Additional Information and Where to Find It
In connection with the proposed transaction, a registration statement on Form S-4 will be filed with the SEC. ICO SHAREHOLDERS ARE ENCOURAGED TO READ THE REGISTRATION STATEMENT AND ANY OTHER RELEVANT DOCUMENTS FILED WITH THE SEC, INCLUDING THE PROXY STATEMENT/PROSPECTUS THAT WILL BE PART OF THE REGISTRATION STATEMENT, WHEN THEY BECOME AVAILABLE, BECAUSE THEY WILL CONTAIN IMPORTANT INFORMATION ABOUT THE PROPOSED MERGER. The final proxy statement/prospectus will be mailed to shareholders of ICO. Investors and security holders will be able to obtain the documents free of charge at the SEC’s web site, www.sec.gov, from A. Schulman, Inc. at its web site, www.aschulman.com, or from ICO, Inc. at its web site, www.icopolymers.com, or 1811 Bering Drive, Suite 200, Houston, Texas, 77057, attention: Corporate Secretary.
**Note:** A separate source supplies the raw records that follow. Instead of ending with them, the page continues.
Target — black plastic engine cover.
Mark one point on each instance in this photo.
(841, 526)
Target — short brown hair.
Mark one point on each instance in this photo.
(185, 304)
Participants In Solicitation
Schulman and ICO and their respective directors and executive officers and other members of management and employees may be deemed to be participants in the solicitation of proxies in respect of the proposed merger. Information concerning Schulman’s participants is set forth in the proxy statement, dated November 6, 2009, for Schulman’s 2009 annual meeting of stockholders as filed with the SEC on Schedule 14A. Information concerning ICO’s participants is set forth in the proxy statement, dated January 23, 2009, for ICO’s 2009 annual meeting of shareholders as filed with the SEC on Schedule 14A. Additional information regarding the interests of participants of Schulman and ICO in the solicitation of proxies in respect of the proposed merger will be included in the registration statement and proxy statement/prospectus and other relevant materials to be filed with the SEC when they become available.